- Specialty: Orthopedics

= Osteolysis =

Breaking down of bone by osteoclasts

Osteolysis is an active resorption of bone matrix by osteoclasts and can be interpreted as the reverse of ossification. Although osteoclasts are active during the natural formation of healthy bone the term "osteolysis" specifically refers to a pathological process. Osteolysis often occurs in the proximity of a prosthesis that causes either an immunological response or changes in the bone's structural load. Osteolysis may also be caused by pathologies like bone tumors, cysts, or chronic inflammation.

==Joint replacement==
While bone resorption is commonly associated with many diseases or joint problems, the term osteolysis generally refers to a problem common to artificial joint replacements such as total hip replacements, total knee replacements and total shoulder replacements. Osteolysis can also be associated with the radiographic changes seen in those with bisphosphonate-related osteonecrosis of the jaw.

There are several biological mechanisms which may lead to osteolysis. In total hip replacement, the generally accepted explanation for osteolysis involves wear particles (worn off the contact surface of the artificial ball and socket joint). As the body attempts to clean up these wear particles (typically consisting of plastic or metal), it triggers an autoimmune reaction which causes resorption of living bone tissue. Osteolysis has been reported to occur as early as 12 months after implantation and is usually progressive. This may require a revision surgery (replacement of the prosthesis).
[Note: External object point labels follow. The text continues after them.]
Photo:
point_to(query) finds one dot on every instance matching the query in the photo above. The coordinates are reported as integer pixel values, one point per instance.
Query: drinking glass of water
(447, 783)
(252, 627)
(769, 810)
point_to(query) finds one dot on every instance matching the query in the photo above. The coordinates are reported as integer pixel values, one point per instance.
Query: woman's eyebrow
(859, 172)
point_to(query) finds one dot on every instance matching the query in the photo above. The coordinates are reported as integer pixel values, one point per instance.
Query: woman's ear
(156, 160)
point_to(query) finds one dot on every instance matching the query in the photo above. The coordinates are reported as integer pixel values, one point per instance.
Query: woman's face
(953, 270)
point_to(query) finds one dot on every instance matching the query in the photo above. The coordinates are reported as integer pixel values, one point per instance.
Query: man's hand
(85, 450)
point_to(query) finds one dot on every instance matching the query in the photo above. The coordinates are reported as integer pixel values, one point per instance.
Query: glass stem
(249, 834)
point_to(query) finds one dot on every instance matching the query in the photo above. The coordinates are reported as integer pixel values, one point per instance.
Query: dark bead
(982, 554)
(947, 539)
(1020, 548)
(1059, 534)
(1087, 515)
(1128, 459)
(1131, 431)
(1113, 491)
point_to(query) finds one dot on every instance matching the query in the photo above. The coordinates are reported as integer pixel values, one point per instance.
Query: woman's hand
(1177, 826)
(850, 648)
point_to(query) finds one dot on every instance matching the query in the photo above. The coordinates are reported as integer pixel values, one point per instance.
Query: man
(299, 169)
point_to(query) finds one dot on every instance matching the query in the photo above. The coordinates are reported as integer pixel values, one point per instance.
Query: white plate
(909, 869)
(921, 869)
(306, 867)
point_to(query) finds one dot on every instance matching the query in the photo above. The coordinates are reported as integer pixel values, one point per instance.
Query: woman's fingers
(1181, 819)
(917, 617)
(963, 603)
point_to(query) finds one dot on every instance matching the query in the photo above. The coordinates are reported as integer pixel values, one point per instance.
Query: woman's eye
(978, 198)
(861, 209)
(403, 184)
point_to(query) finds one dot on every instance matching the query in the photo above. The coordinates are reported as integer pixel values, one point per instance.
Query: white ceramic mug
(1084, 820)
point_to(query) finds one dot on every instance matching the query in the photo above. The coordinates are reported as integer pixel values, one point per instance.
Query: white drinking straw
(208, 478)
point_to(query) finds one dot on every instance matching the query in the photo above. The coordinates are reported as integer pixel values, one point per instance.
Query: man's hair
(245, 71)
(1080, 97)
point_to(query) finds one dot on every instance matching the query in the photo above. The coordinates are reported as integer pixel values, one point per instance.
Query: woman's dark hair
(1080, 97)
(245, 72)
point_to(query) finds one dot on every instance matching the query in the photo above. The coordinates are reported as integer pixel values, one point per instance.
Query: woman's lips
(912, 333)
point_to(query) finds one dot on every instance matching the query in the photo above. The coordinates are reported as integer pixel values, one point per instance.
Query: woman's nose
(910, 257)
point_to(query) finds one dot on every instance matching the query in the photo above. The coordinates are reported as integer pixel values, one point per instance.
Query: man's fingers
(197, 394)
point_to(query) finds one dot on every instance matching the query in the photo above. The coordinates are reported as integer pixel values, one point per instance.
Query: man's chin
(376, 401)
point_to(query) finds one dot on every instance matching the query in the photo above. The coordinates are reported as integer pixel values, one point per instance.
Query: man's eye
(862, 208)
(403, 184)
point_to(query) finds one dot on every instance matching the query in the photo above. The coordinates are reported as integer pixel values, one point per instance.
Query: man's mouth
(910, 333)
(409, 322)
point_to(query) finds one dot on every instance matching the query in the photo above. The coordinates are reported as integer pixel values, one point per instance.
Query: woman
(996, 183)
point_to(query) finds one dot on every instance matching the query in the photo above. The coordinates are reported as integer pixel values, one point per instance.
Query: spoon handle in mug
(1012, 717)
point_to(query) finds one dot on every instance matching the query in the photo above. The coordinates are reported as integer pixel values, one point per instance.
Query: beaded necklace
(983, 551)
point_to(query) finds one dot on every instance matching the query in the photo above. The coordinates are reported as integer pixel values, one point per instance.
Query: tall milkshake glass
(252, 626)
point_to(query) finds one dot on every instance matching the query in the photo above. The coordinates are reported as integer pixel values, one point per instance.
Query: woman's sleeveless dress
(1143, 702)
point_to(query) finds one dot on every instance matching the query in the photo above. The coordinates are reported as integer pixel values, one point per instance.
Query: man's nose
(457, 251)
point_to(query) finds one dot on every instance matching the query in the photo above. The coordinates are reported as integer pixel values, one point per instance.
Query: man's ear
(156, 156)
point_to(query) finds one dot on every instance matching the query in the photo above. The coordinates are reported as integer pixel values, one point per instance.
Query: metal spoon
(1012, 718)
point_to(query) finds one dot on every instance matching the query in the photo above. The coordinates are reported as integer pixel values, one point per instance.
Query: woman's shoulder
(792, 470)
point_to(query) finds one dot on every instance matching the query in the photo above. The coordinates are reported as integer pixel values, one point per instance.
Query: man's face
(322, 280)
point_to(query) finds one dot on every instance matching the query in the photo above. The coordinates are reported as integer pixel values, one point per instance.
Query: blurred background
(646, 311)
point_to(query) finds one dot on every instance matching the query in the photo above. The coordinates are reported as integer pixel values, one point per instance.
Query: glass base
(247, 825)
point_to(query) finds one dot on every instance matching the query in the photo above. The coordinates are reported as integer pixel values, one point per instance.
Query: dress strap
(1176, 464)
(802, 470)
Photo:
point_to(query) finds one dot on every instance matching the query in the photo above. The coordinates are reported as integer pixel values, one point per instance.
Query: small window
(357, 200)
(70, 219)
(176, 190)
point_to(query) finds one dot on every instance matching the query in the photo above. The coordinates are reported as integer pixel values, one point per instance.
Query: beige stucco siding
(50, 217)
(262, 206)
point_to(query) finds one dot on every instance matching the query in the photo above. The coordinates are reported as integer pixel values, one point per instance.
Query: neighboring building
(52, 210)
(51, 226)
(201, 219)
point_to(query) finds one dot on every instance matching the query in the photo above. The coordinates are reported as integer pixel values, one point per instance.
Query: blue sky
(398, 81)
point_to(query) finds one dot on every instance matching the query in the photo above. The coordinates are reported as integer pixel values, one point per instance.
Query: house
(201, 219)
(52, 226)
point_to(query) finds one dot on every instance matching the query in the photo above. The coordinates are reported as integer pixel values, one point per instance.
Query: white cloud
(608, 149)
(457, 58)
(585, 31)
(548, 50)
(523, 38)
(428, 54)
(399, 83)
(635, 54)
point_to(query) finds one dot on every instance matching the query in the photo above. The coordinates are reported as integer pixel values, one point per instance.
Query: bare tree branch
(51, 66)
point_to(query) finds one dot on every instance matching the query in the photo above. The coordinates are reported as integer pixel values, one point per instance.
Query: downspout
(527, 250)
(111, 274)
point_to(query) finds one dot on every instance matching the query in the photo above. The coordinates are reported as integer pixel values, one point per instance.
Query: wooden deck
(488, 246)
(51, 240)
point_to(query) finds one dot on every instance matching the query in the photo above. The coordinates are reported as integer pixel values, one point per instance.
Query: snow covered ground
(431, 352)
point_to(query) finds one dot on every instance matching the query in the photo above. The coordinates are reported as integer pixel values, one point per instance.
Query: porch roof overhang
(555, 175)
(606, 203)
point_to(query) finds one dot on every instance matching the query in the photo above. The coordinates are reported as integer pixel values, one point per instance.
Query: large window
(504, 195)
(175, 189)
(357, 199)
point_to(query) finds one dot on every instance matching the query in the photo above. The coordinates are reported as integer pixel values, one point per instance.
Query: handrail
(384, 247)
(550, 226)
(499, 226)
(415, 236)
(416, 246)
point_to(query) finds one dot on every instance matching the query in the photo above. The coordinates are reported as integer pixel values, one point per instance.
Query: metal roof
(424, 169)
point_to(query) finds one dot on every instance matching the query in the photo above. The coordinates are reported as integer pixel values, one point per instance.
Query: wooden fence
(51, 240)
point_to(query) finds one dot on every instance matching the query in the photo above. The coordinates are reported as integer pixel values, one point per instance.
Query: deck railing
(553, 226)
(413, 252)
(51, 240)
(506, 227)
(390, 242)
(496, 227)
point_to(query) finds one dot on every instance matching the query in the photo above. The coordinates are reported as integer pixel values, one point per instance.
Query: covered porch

Although osteolysis itself is clinically asymptomatic, it can lead to implant loosening or bone breakage, which in turn causes serious medical problems.

==Distal clavicular osteolysis==
Distal clavicular osteolysis (DCO) is often associated with problems weightlifters have with their acromioclavicular joints due to high mechanical stresses put on the clavicle as it meets with the acromion. This condition is often referred to as "weight lifter's shoulder". Medical ultrasonography readily depicts resorption of the distal clavicle as irregular cortical erosions, whereas the acromion remains intact. Associated findings may include distended joint capsule, soft tissue swelling, and joint instability.

A common surgery to treat recalcitrant DCO is resection of distal clavicle by removing a few millimetres of bone from the very end of the bone.